PT Pertamina menyatakan bahwa penyesuaian harga dilakukan dengan mempertimbangkan fluktuasi harga minyak mentah dunia serta nilai tukar rupiah. Menurut keterangan resmi perusahaan, kebijakan ini bertujuan menjaga stabilitas pasokan energi nasional dan keberlanjutan bisnis di tengah tekanan global.
Di sisi lain, para pengemudi ojek online dan sopir angkutan umum mengaku mulai merasakan dampaknya. Beberapa di antaranya mempertimbangkan penyesuaian jam kerja untuk menekan biaya bahan bakar. Pelaku UMKM yang bergantung pada distribusi harian juga khawatir kenaikan ongkos kirim akan menurunkan daya beli konsumen.
Kementerian Kementerian ESDM menegaskan bahwa BBM subsidi masih tetap tersedia dan tidak mengalami perubahan harga. Pemerintah mengimbau masyarakat agar tidak melakukan pembelian berlebihan dan tetap menggunakan BBM sesuai kebutuhan. Selain itu, pengawasan distribusi juga diperketat untuk mencegah penyelewengan.
Pengamat ekonomi menilai kebijakan ini berpotensi memicu inflasi ringan dalam jangka pendek, terutama pada sektor transportasi dan pangan. Namun, dampaknya dinilai masih bisa dikendalikan jika pemerintah cepat mengambil langkah antisipatif, seperti menjaga pasokan dan stabilitas harga bahan pokok.

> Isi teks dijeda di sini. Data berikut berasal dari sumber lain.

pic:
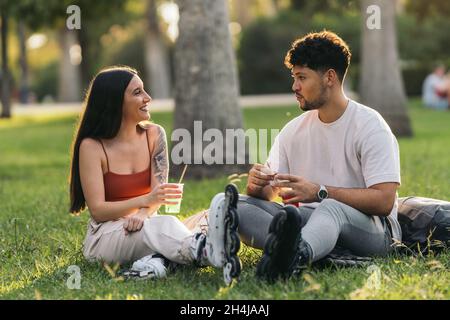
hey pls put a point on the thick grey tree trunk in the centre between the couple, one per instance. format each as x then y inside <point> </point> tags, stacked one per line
<point>206,86</point>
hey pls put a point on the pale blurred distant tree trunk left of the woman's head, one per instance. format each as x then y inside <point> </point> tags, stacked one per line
<point>69,68</point>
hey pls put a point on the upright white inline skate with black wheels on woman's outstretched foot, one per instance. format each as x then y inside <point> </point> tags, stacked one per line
<point>222,240</point>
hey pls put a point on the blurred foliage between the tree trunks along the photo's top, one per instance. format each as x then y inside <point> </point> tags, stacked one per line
<point>113,32</point>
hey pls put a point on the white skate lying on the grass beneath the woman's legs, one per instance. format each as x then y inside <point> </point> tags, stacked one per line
<point>149,267</point>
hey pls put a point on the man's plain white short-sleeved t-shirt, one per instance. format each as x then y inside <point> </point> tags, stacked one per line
<point>357,150</point>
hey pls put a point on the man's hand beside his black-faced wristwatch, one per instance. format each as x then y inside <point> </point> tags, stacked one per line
<point>298,189</point>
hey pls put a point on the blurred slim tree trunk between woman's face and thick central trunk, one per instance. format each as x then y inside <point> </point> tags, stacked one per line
<point>156,56</point>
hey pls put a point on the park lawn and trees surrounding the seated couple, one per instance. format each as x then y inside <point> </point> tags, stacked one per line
<point>46,69</point>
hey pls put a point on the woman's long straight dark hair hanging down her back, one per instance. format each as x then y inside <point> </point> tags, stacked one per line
<point>101,119</point>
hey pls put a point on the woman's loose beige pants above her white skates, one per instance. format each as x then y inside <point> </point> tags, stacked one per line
<point>162,234</point>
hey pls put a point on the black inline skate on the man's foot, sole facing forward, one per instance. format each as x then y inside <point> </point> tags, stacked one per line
<point>285,253</point>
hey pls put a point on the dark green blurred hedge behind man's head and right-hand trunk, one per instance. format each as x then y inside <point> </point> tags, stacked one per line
<point>422,42</point>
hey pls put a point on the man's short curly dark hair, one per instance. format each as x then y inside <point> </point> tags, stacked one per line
<point>320,51</point>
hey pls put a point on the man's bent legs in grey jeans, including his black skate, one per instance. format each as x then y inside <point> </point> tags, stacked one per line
<point>294,237</point>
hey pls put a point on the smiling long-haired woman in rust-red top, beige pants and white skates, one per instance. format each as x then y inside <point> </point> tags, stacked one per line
<point>119,172</point>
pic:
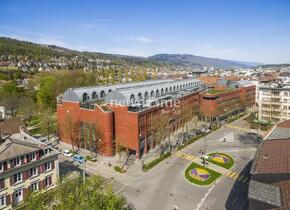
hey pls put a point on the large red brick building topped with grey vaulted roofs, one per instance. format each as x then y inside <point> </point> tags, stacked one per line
<point>122,113</point>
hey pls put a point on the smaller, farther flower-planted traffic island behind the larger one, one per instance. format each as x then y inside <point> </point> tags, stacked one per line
<point>221,159</point>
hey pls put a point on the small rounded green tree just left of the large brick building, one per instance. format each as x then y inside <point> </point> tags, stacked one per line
<point>48,123</point>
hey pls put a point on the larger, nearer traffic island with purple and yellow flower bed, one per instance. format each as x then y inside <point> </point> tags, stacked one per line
<point>200,175</point>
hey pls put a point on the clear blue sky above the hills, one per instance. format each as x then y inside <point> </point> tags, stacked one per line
<point>244,30</point>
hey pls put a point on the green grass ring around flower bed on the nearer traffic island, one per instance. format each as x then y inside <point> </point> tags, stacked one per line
<point>213,175</point>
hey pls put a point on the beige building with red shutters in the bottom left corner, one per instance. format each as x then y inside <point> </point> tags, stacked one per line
<point>25,165</point>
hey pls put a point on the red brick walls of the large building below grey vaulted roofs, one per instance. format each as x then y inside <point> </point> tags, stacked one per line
<point>119,124</point>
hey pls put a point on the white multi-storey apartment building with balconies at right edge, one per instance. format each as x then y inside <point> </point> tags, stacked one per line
<point>274,102</point>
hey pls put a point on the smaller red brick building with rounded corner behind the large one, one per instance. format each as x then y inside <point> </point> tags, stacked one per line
<point>226,99</point>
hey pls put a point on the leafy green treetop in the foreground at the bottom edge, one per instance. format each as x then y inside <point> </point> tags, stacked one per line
<point>73,194</point>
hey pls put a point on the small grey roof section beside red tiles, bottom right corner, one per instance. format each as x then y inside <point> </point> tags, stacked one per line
<point>264,193</point>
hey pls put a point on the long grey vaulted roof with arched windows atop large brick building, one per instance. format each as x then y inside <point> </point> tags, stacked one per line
<point>125,91</point>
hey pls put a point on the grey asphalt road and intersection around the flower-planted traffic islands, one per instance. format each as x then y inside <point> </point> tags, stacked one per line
<point>164,187</point>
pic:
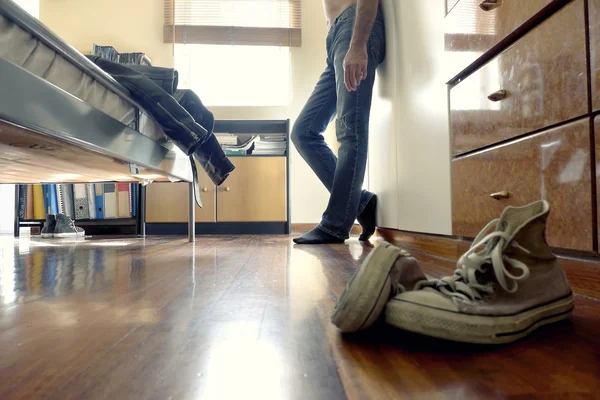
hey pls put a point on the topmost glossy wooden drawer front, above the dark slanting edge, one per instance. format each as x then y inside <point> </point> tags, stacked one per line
<point>470,31</point>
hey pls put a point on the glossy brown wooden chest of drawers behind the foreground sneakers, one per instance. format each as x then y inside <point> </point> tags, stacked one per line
<point>531,141</point>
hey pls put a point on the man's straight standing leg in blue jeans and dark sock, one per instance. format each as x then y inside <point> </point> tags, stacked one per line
<point>347,198</point>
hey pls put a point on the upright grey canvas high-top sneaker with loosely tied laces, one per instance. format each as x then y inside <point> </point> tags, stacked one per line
<point>505,286</point>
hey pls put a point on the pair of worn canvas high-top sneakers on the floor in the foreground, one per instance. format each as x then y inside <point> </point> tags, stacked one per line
<point>505,286</point>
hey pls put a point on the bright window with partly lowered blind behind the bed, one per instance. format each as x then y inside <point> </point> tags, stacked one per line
<point>234,52</point>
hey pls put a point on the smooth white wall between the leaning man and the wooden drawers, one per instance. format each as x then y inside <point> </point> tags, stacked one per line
<point>410,149</point>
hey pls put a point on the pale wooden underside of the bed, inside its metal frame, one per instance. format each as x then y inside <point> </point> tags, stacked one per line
<point>29,157</point>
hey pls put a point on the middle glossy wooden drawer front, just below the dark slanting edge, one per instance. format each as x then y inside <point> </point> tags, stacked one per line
<point>538,82</point>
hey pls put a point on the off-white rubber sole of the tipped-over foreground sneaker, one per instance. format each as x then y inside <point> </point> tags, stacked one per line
<point>368,291</point>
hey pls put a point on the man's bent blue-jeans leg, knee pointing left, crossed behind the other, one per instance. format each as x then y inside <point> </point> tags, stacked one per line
<point>307,133</point>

Sementara itu, warganet ramai membahas kenaikan harga BBM di media sosial. Tagar terkait kebijakan energi sempat menjadi tren, dengan sebagian pengguna meminta pemerintah memperkuat perlindungan bagi kelompok berpenghasilan rendah.
Pemerintah menyatakan akan terus mengevaluasi kebijakan harga energi dan membuka ruang dialog dengan masyarakat guna menjaga keseimbangan antara kebutuhan publik dan kondisi fiskal negara.